As Registrar, he has pushed technology-driven reforms without losing sight of fairness and access. He has kept examination processes secure yet open to all candidates. His leadership traits: humility, accountability, calmness, empathy, fairness, inclusiveness, have fostered teamwork inside NECO and respect outside it.
He has received several honours for excellence in educational administration and for promoting technology-driven reforms. Communities have conferred traditional titles on him in recognition of service. For Wushishi, the saying holds true: “To avoid criticism, do nothing, say nothing, and be nothing.” He has chosen to do something.

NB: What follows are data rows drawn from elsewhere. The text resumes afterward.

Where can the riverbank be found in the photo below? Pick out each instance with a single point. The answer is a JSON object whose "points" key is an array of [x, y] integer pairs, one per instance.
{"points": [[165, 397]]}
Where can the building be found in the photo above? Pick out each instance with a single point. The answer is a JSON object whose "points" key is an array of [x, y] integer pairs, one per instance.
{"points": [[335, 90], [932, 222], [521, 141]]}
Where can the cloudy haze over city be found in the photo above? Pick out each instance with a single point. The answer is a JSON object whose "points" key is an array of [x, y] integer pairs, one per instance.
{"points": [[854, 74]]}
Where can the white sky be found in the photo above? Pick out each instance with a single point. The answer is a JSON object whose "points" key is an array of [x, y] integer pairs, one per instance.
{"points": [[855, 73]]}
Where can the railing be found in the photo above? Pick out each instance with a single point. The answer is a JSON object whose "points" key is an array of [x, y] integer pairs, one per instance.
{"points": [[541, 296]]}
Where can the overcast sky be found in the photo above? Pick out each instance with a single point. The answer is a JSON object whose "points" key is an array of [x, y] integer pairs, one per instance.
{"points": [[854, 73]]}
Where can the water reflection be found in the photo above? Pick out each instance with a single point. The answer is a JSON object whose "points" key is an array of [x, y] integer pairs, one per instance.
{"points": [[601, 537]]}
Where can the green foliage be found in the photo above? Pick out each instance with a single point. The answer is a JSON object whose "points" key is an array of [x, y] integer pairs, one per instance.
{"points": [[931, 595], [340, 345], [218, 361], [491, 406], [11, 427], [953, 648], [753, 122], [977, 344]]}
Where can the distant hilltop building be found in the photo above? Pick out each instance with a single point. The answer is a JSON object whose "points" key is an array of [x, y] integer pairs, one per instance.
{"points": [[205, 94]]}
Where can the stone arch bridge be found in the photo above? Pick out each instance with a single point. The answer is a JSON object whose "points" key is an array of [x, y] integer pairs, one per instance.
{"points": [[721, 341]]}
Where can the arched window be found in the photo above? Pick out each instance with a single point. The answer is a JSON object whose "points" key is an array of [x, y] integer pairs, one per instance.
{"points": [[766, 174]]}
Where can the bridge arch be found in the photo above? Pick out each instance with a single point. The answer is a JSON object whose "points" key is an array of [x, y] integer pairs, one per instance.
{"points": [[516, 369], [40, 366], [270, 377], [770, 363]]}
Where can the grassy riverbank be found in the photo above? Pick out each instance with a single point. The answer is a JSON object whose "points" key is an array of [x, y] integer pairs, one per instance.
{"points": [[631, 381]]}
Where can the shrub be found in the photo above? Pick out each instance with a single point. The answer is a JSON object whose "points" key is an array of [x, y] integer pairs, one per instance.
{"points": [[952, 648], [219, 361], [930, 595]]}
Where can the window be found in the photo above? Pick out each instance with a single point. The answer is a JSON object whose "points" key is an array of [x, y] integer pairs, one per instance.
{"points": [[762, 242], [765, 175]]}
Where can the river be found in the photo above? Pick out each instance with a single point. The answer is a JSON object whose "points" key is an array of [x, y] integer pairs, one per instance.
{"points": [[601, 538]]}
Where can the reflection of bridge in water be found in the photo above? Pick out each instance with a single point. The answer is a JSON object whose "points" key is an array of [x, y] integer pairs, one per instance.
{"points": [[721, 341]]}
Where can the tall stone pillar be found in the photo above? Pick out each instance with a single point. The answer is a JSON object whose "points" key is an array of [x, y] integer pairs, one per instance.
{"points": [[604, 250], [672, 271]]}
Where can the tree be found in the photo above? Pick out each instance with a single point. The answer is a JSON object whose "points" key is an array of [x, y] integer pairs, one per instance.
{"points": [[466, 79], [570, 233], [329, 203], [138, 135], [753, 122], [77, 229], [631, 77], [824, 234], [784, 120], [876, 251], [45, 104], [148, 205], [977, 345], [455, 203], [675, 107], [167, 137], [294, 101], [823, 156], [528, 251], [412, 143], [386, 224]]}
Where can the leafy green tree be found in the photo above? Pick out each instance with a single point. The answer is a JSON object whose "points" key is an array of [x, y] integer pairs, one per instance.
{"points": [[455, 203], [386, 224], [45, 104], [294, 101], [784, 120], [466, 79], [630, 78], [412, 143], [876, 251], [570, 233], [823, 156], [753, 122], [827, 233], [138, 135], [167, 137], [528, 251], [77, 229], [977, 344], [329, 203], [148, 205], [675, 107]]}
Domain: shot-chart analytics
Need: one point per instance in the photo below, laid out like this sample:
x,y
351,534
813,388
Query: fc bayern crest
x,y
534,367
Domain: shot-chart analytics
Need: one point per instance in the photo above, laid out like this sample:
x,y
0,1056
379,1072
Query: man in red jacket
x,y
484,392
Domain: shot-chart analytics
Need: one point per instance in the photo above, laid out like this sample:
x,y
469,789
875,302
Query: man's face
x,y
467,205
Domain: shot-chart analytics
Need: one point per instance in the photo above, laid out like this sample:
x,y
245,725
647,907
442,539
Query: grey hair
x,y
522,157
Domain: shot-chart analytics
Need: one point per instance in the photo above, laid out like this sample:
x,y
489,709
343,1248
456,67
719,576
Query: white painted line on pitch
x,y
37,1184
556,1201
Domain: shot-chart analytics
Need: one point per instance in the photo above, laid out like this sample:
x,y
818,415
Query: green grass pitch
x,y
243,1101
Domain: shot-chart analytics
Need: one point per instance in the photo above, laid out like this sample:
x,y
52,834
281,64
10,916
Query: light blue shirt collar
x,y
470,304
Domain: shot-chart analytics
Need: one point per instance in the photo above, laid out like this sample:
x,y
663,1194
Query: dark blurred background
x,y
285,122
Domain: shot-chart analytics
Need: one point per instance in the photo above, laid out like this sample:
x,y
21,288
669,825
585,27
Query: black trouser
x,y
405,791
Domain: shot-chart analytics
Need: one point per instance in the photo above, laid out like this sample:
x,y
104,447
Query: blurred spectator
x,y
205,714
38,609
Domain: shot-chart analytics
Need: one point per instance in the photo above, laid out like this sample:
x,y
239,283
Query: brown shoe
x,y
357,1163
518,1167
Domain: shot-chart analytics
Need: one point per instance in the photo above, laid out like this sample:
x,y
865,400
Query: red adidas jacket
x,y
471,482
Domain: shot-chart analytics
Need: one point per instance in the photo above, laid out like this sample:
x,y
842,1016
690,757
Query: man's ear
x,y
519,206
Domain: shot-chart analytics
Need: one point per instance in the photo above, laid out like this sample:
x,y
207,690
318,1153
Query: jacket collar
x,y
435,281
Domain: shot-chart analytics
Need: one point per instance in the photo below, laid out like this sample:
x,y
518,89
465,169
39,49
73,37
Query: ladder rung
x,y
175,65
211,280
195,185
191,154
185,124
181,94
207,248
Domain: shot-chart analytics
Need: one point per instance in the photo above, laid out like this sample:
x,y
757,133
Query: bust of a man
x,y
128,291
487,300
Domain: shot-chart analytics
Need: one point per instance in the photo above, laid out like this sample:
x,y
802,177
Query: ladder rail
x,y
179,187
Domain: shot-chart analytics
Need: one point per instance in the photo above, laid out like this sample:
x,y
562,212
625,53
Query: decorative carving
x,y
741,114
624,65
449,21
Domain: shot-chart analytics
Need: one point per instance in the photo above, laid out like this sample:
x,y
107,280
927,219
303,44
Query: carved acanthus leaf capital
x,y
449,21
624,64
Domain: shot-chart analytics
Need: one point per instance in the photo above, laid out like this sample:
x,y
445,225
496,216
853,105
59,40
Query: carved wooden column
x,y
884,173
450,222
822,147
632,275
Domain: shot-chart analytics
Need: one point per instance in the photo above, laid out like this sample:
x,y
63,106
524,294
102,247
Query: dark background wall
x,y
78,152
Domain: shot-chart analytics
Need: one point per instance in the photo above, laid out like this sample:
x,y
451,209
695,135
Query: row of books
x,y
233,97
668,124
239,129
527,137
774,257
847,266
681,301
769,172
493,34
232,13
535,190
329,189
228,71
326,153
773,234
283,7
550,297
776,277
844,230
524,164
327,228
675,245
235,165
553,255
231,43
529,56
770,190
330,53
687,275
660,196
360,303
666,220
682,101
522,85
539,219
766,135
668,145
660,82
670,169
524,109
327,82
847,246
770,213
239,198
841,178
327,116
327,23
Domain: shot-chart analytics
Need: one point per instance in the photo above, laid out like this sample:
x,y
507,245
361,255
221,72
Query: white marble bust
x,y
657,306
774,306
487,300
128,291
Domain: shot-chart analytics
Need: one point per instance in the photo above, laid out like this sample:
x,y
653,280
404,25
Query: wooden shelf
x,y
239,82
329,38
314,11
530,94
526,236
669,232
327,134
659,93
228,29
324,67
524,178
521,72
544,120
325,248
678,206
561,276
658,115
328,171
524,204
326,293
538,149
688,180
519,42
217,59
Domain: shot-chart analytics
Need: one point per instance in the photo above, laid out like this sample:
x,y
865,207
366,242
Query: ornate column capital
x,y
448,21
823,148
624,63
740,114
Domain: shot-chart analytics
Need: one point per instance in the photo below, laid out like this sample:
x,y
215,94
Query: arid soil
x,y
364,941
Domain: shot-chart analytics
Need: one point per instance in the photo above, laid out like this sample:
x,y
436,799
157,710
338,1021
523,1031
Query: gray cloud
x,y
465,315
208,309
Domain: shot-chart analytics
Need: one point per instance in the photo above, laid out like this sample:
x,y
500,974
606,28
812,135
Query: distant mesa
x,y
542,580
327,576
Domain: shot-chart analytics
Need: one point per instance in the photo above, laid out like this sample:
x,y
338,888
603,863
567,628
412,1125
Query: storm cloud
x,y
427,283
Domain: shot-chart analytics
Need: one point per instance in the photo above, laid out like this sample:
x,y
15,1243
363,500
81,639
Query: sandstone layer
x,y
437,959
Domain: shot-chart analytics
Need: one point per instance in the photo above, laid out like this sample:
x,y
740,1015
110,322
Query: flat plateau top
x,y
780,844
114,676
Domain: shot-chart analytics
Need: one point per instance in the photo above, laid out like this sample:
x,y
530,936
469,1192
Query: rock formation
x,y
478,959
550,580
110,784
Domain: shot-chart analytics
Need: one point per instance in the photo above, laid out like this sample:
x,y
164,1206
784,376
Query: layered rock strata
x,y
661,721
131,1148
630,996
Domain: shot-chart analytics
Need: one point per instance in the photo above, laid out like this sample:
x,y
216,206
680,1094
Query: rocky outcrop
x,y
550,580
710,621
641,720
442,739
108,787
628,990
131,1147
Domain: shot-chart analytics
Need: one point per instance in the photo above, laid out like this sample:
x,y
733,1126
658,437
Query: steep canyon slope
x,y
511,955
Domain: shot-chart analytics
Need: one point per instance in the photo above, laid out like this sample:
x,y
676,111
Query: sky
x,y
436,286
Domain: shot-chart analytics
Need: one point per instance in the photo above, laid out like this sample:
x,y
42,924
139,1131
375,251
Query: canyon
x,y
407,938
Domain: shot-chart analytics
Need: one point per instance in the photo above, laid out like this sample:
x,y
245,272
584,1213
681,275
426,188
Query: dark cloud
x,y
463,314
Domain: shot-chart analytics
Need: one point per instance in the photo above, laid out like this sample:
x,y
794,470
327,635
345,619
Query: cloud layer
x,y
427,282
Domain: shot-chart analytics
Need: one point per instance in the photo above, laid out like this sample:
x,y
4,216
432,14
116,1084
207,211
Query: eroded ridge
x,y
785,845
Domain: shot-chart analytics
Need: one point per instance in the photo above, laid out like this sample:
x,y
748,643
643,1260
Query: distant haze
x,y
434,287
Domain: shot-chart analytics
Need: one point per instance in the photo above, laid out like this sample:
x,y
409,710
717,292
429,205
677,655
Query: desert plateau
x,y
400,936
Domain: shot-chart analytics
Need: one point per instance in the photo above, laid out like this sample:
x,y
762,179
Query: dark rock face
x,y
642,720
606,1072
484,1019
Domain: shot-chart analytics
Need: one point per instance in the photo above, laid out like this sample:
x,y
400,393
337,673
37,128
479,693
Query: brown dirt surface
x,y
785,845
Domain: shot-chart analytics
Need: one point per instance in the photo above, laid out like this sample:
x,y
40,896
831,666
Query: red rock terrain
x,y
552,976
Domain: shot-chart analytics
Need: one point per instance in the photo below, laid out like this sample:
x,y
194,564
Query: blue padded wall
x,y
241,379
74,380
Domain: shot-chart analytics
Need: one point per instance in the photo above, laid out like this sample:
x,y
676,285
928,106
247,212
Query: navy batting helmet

Stakeholders Share the Credit
No Council runs on one man. The Governing Board, under Professor Modupe Adelabu, has provided strategic direction. Management, departmental heads, staff, examiners, and ad hoc personnel have carried the daily weight of delivering credible exams to millions.
The Federal Government and Federal Ministry of Education have backed reforms with policy and funding. State governments, schools, parents, candidates, and the public have kept faith with the process. Development partners have supported capacity and infrastructure. NECO’s 25-year milestone belongs to all of them.
What Next for NECO
The next phase for NECO is clear. First, deepen digital technology. The CBT migration must expand until it becomes the default, not the exception. Second, keep tightening examination security. Tech helps, but vigilance and training are constant. Third, pursue wider international recognition so that a NECO certificate travels as easily as any other.
Investment in staff development must continue. Quality assurance can’t be a one-off project; it has to be culture. If NECO sustains its current trajectory of credible exams, prompt results, and improved service delivery, it will consolidate its place as a leading assessment body in Africa.
Beyond 25 Years
NECO at 25 is not just a celebration of survival. It is a celebration of resilience, innovation, and institutional maturity. From 1999 to 2025, the Council has grown from a stopgap to a standard-setter. It has given 35 million Nigerians a pathway to the next level of their education and careers.
The last four years under Professor Dantani Ibrahim Wushishi show what purposeful leadership can do: modernize systems, motivate people, and restore trust. There is still work to do. But there is now a template for how to do it.
If Nigeria is serious about educational development, it must keep investing in the integrity of assessment. Because when examinations are credible, the entire system works better. And at 25, NECO is proving that point, one candidate, one reform, one result at a time.